- Other name: Morgan James Beggs
- Occupation: Television director
- Years active: 1977–present

= Morgan Beggs =

Canadian television director

Morgan Beggs is a Canadian television director.

He is known for his work on The WB/The CW's Smallville and on the ABC fairytale series Once Upon a Time.

==Career==
Beggs began his career as a child actor in 1977s Skip Tracer, the only acting credit he has received. He first worked as a second assistant director on 21 Jump Street. He went on to serve in the same capacity on Timecop and Gold Diggers: The Secret of Bear Mountain.
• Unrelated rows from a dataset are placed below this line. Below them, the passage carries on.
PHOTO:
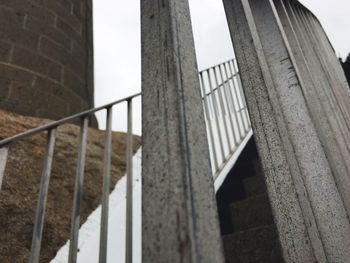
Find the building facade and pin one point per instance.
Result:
(46, 57)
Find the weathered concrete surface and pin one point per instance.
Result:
(333, 133)
(180, 221)
(309, 212)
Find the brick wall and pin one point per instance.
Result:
(46, 57)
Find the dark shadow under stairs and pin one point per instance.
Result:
(246, 221)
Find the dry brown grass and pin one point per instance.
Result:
(19, 194)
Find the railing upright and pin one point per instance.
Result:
(44, 188)
(78, 192)
(129, 189)
(105, 187)
(3, 160)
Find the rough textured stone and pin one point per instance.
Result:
(180, 222)
(47, 39)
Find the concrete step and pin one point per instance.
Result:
(250, 213)
(254, 185)
(257, 245)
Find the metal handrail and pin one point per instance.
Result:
(50, 128)
(55, 124)
(226, 113)
(228, 127)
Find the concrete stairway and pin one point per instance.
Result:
(249, 234)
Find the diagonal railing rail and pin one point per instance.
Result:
(50, 129)
(226, 115)
(228, 129)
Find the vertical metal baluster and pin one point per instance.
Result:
(216, 117)
(3, 161)
(239, 119)
(206, 111)
(44, 188)
(237, 95)
(105, 188)
(240, 89)
(129, 190)
(222, 106)
(236, 140)
(78, 192)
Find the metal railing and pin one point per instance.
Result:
(50, 129)
(226, 113)
(227, 123)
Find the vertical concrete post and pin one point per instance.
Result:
(333, 135)
(309, 212)
(179, 213)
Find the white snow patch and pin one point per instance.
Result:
(89, 233)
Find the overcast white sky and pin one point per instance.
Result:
(118, 50)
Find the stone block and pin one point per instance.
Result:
(16, 34)
(51, 32)
(36, 63)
He has served as first assistant director on such series as The Commish, The X-Files, Millennium, Beggars and Choosers, Dark Angel, Tru Calling, Reunion, Men in Trees, The 4400. The Killing, The Secret Circle, Fear the Walking Dead, Dead of Summer, and A Series of Unfortunate Events; and on films Screwed, Head Over Heels, Spooky House, Scooby-Doo 2: Monsters Unleashed, Elektra, The Exorcism of Emily Rose, Ramona and Beezus, and Monster Trucks.
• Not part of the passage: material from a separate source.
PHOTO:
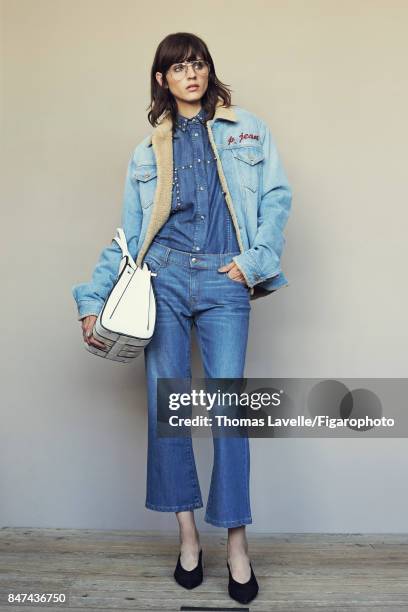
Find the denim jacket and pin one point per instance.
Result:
(254, 185)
He first directed an episode of television on Dark Angel. He has also directed for Kyle XY, The 4400, and Flash Gordon. Beggs seminal achievements lie with the Superman prequel series Smallville, which ran for 10 seasons; and the Disney produced Once Upon a Time. He served as 1st AD on 35 installments of Smallville, including the 2011 finale, and directed "Bulletproof", "Pandora" and "Collateral". On Once, Beggs has 1st assistant directed over 40 episodes, while directing the fourth season, Frozen installment "Rocky Road".